If they see me as strong, I can be strong. If they see me as brave, I will be brave. When a friend tells me she is in awe of my resilience, I am motivated to be resilient.

What are some of the most powerful tools in which two people can bond? For instance, conversation — your book mentions the distracting “best talks ever” you had with your friends…

One of the most powerful tools is a simple one, and we can all do it: just show up. In my book, I write about the women who showed up to save my life. I also write about my reluctance to let them be there for me in this very significant, almost intrusive way. But they persisted and as a result, the bond among us is extraordinarily strong.

So don’t be afraid to show up, even when a friend seems uncomfortable with it at first. Be present and pleasant and sensitive. Showing up is the basis for bonds to form, and also for reciprocity. In addition, being open and non-judgemental is a tool for bonding. Listening with open ears instead of judging is key.

What are some ways in which you bonded with these women before your health troubles arose? What experiences did you share that led to their being there — so unconditionally — for you at your time of crisis?   

I have had to ask my friends: “Why did you show up?” and they’ve said: “You’ve been there for us, Amy!”

So what you put in is what you get out. I’ve taken friends for breast biopsies. I’ve shown up when a colicky baby has brought a friend to the edge. I’ve taken late-night calls from friends who wanted to talk something through — yet again — even though we had talked through this issue several times that day.

And I’ve never for one minute made my friends feel that their “common, everyday problems” (as they might call them) were not as important or challenging as my uniquely trying health issues. This kind of reciprocity over time gets banked. It is not forgotten.

What’s your point of view on developing and maintaining long-distance friendships?

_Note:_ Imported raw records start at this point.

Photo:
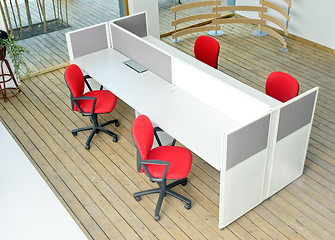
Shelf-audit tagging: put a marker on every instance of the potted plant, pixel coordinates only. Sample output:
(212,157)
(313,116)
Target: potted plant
(15,53)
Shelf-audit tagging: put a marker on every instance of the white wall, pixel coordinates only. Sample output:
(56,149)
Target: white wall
(151,7)
(312,20)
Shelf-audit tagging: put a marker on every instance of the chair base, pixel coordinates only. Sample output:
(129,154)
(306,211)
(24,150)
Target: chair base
(163,190)
(95,129)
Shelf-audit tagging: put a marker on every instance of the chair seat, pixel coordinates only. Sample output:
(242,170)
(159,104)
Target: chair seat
(105,103)
(180,162)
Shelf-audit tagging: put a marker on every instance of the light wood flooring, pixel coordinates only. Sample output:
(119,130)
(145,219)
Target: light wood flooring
(96,186)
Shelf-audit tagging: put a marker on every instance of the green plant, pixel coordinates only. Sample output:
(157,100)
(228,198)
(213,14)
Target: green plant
(16,54)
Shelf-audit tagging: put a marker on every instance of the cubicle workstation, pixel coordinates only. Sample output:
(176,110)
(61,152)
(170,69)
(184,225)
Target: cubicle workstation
(29,209)
(256,142)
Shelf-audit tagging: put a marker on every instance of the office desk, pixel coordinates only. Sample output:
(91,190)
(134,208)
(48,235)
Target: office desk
(192,122)
(257,143)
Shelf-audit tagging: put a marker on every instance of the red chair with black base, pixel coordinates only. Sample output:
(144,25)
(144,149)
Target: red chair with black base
(90,103)
(160,164)
(281,86)
(206,50)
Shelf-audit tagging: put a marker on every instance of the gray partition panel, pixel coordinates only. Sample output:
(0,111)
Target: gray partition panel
(142,52)
(296,115)
(135,24)
(247,141)
(89,40)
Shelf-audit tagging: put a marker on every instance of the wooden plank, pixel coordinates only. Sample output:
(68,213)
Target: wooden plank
(186,6)
(275,21)
(194,30)
(275,7)
(239,20)
(239,8)
(196,17)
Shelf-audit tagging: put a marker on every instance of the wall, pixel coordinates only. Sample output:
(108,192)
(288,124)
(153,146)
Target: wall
(151,7)
(311,20)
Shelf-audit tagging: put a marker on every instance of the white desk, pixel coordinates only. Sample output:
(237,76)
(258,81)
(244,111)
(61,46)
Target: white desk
(28,208)
(178,113)
(249,137)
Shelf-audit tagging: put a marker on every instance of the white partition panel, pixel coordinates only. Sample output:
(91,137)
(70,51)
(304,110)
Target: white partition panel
(87,40)
(142,52)
(244,159)
(223,97)
(294,127)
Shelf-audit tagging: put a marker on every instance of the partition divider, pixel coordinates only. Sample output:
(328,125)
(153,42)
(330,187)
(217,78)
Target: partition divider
(263,141)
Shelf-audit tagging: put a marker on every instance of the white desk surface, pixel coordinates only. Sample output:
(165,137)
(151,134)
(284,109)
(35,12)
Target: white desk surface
(28,207)
(178,113)
(168,49)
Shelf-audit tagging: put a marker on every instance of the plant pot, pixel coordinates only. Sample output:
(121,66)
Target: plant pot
(2,52)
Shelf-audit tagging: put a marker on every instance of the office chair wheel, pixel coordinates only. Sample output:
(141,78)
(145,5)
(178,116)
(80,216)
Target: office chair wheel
(188,206)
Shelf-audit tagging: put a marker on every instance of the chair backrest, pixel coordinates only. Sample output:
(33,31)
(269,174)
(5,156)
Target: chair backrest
(143,136)
(206,49)
(75,80)
(281,86)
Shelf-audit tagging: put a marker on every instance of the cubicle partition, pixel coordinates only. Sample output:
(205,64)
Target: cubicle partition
(257,143)
(295,119)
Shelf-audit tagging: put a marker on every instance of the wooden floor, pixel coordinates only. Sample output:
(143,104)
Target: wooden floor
(96,186)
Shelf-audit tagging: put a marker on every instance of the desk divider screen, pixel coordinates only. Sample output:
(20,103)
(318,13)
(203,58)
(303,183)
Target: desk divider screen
(245,155)
(296,115)
(291,143)
(142,52)
(136,24)
(88,40)
(247,141)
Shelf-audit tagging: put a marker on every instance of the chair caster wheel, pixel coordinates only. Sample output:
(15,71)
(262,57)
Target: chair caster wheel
(188,206)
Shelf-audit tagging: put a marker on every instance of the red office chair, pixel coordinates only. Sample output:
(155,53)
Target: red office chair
(281,86)
(89,104)
(160,163)
(206,49)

There is a chapter where I recount the relationship I have with my friend Valerie, who lives a plane ride away from me. And I found that distance actually imbues friendship with something that is uniquely valuable. With friends who live far, we pay special attention when we talk on the phone, or Skype or FaceTime with them. We carve out a few moments from our day and let go of distractions while focusing on this friend and friendship. And friendships that are based on listening rather than frequent in-person contact can actually be more insightful and unbiased, because appearances cannot mask reality.

Anyone living far from loved ones might try to view the benefits of distance in their relationships instead of just the drawbacks. Distance demands intention and attention. If an effort is made to talk regularly, the time spent can become special rather than an ordinary encounter.